国家自然科学基金(61772355, 61702055, 61876217, 62176175); 江苏高校优势学科建设工程
近年来, 深度强化学习在复杂控制任务中取得了令人瞩目的效果, 然而由于超参数的高敏感性和收敛性难以保证等原因, 严重影响了其对现实问题的适用性. 元启发式算法作为一类模拟自然界客观规律的黑盒优化方法, 虽然能够有效避免超参数的敏感性, 但仍存在无法适应待优化参数量规模巨大和样本使用效率低等问题. 针对以上问题, 提出融合引力搜索的双延迟深度确定策略梯度方法(twin delayed deep deterministic policy gradient based on gravitational search algorithm, GSA-TD3). 该方法融合两类算法的优势: 一是凭借梯度优化的方式更新策略, 获得更高的样本效率和更快的学习速度; 二是将基于万有引力定律的种群更新方法引入到策略搜索过程中, 使其具有更强的探索性和更好的稳定性. 将GSA-TD3应用于一系列复杂控制任务中, 实验表明, 与前沿的同类深度强化学习方法相比, GSA-TD3在性能上具有显著的优势.

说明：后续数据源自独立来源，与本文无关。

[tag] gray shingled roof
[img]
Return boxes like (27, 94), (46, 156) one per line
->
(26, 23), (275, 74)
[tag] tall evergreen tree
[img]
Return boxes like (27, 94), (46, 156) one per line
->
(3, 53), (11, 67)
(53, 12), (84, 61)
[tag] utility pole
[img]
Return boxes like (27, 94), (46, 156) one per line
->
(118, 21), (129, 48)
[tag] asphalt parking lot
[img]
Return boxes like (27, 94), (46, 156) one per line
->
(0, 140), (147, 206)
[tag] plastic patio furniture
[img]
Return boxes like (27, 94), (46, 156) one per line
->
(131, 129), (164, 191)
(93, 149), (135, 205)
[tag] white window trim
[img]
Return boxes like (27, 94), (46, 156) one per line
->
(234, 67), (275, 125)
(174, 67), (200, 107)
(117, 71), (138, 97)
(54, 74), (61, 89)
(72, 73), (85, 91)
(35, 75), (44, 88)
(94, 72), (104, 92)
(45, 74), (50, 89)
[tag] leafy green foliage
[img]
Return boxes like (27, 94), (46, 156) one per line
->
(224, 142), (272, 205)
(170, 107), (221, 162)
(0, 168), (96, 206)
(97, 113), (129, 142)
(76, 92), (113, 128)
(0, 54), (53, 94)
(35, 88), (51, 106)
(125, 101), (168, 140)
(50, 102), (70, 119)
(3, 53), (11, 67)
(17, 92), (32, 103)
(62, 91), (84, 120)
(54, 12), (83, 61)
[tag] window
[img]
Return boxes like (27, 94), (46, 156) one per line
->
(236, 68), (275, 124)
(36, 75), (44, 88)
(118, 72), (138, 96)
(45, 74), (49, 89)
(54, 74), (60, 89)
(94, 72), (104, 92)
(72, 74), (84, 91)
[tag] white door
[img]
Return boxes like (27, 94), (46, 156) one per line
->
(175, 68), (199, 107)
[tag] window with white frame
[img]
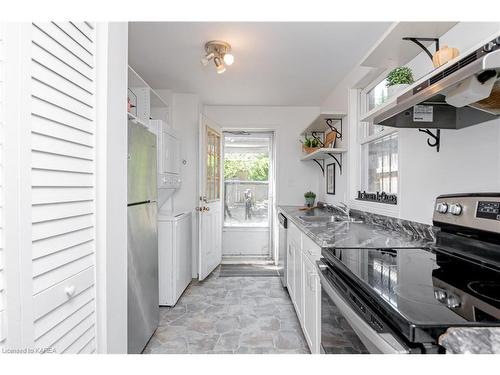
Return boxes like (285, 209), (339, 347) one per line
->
(359, 76), (398, 194)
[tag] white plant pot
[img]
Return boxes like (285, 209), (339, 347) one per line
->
(387, 83), (410, 98)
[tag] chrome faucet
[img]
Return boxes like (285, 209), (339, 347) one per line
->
(333, 202), (351, 220)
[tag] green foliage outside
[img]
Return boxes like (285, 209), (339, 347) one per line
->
(224, 154), (269, 181)
(386, 66), (413, 87)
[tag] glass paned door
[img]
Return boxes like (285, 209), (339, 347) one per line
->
(224, 133), (272, 228)
(206, 128), (221, 201)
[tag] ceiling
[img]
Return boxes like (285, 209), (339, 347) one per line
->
(129, 22), (390, 106)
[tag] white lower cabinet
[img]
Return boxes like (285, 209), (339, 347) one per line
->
(287, 221), (321, 354)
(303, 256), (321, 353)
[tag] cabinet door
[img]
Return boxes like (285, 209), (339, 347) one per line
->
(161, 132), (180, 174)
(294, 246), (304, 325)
(303, 256), (320, 353)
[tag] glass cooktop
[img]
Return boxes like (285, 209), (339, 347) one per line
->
(323, 249), (500, 341)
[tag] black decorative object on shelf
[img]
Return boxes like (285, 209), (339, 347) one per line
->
(325, 118), (342, 139)
(403, 37), (441, 152)
(313, 159), (325, 176)
(311, 131), (325, 147)
(403, 36), (439, 61)
(356, 190), (398, 204)
(418, 129), (441, 152)
(127, 89), (137, 116)
(326, 163), (335, 195)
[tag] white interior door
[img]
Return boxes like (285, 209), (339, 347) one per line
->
(196, 116), (222, 280)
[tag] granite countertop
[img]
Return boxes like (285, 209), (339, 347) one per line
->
(278, 206), (500, 354)
(278, 206), (434, 249)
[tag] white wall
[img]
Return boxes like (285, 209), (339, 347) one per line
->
(96, 22), (128, 353)
(321, 23), (500, 224)
(205, 106), (321, 205)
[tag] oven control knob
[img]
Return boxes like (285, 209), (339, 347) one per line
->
(436, 202), (448, 214)
(450, 203), (463, 216)
(446, 295), (462, 309)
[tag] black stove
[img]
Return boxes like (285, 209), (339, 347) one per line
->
(322, 194), (500, 352)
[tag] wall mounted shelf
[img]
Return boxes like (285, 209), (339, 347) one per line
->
(300, 148), (347, 175)
(361, 22), (458, 69)
(127, 112), (149, 128)
(300, 112), (347, 138)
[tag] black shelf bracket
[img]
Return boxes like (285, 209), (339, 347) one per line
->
(403, 36), (439, 61)
(325, 118), (342, 139)
(313, 159), (325, 176)
(328, 152), (342, 174)
(418, 129), (441, 152)
(311, 132), (325, 147)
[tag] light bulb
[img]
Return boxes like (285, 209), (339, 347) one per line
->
(214, 56), (226, 74)
(224, 53), (234, 66)
(217, 64), (226, 74)
(200, 52), (215, 66)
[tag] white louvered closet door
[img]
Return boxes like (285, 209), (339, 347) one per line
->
(28, 22), (96, 353)
(0, 23), (7, 350)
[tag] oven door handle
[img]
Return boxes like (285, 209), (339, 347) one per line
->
(316, 261), (409, 354)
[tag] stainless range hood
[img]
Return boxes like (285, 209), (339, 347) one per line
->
(361, 36), (500, 129)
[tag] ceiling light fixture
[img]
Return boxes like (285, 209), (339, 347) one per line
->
(214, 56), (226, 74)
(200, 52), (215, 66)
(200, 40), (234, 74)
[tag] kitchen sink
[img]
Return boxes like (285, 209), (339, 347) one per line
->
(299, 215), (363, 223)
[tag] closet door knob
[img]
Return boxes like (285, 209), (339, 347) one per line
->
(64, 285), (75, 298)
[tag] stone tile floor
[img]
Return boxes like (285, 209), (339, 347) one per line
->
(144, 269), (309, 354)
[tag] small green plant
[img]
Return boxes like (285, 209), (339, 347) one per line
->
(304, 191), (316, 199)
(386, 66), (414, 87)
(304, 137), (319, 147)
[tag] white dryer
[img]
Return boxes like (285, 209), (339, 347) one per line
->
(158, 212), (192, 306)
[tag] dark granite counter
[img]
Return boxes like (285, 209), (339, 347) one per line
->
(278, 206), (500, 354)
(439, 327), (500, 354)
(278, 206), (434, 249)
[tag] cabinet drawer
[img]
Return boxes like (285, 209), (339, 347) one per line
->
(33, 266), (94, 320)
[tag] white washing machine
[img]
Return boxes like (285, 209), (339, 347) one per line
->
(158, 212), (192, 306)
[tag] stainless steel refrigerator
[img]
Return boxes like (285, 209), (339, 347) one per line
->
(127, 122), (159, 353)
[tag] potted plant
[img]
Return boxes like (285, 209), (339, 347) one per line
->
(304, 191), (316, 207)
(386, 66), (414, 97)
(302, 136), (320, 154)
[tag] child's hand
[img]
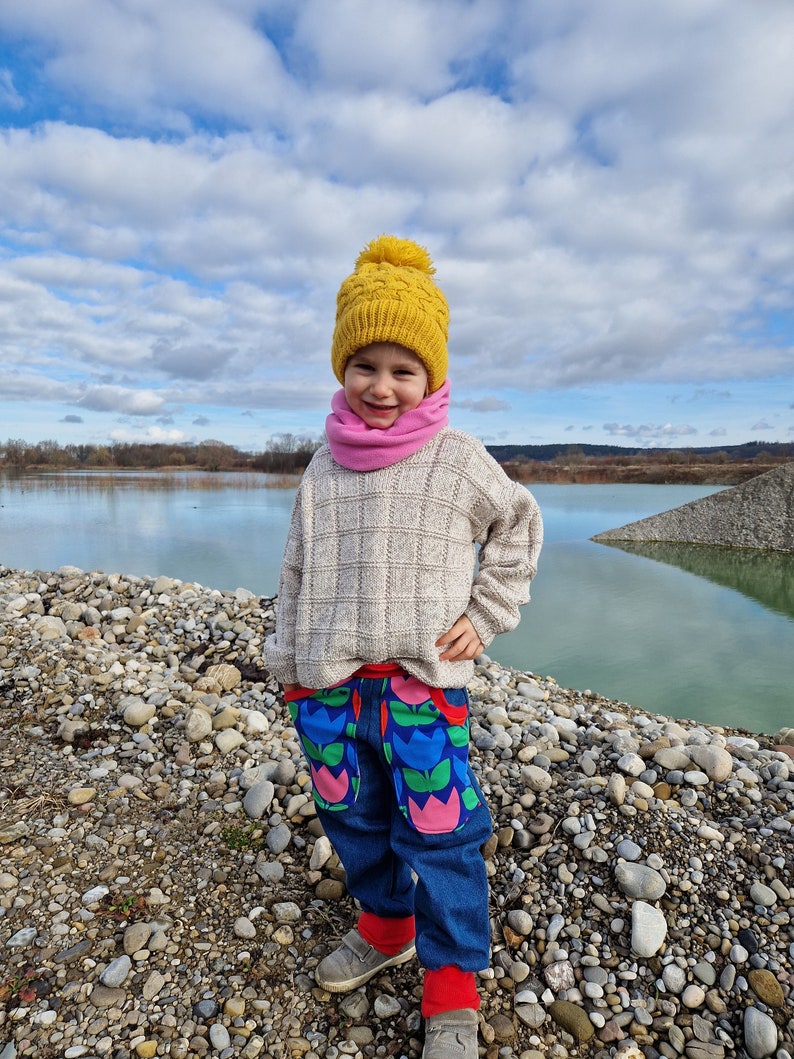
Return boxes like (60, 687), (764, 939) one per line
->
(435, 614), (485, 662)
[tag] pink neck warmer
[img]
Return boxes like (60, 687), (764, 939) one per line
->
(325, 379), (450, 470)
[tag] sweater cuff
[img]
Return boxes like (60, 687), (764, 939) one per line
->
(465, 604), (500, 647)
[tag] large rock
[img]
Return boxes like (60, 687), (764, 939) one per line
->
(593, 463), (794, 552)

In recent years, deep reinforcement learning has achieved impressive results in complex control tasks. However, its applicability to real-world problems has been seriously weakened by the high sensitivity of hyperparameters and the difficulty in guaranteeing convergence. Metaheuristic algorithms, as a class of black-box optimization methods simulating the objective laws of nature, can effectively avoid the sensitivity of hyperparameters. Nevertheless, they are still faced with various problems, such as the inability to adapt to a huge scale of parameters to be optimized and the low efficiency of sample usage. To address the above problems, this study proposes the twin delayed deep deterministic policy gradient based on a gravitational search algorithm (GSA-TD3). The method combines the advantages of the two types of algorithms. Specifically, it updates the policy by gradient optimization for higher sample efficiency and a faster learning speed. Moreover, it applies the population update method based on the law of gravity to the policy search process to make it more exploratory and stable. GSA-TD3 is further applied to a series of complex control tasks, and experiments show that it significantly out performs similar deep reinforcement learning methods at the forefront.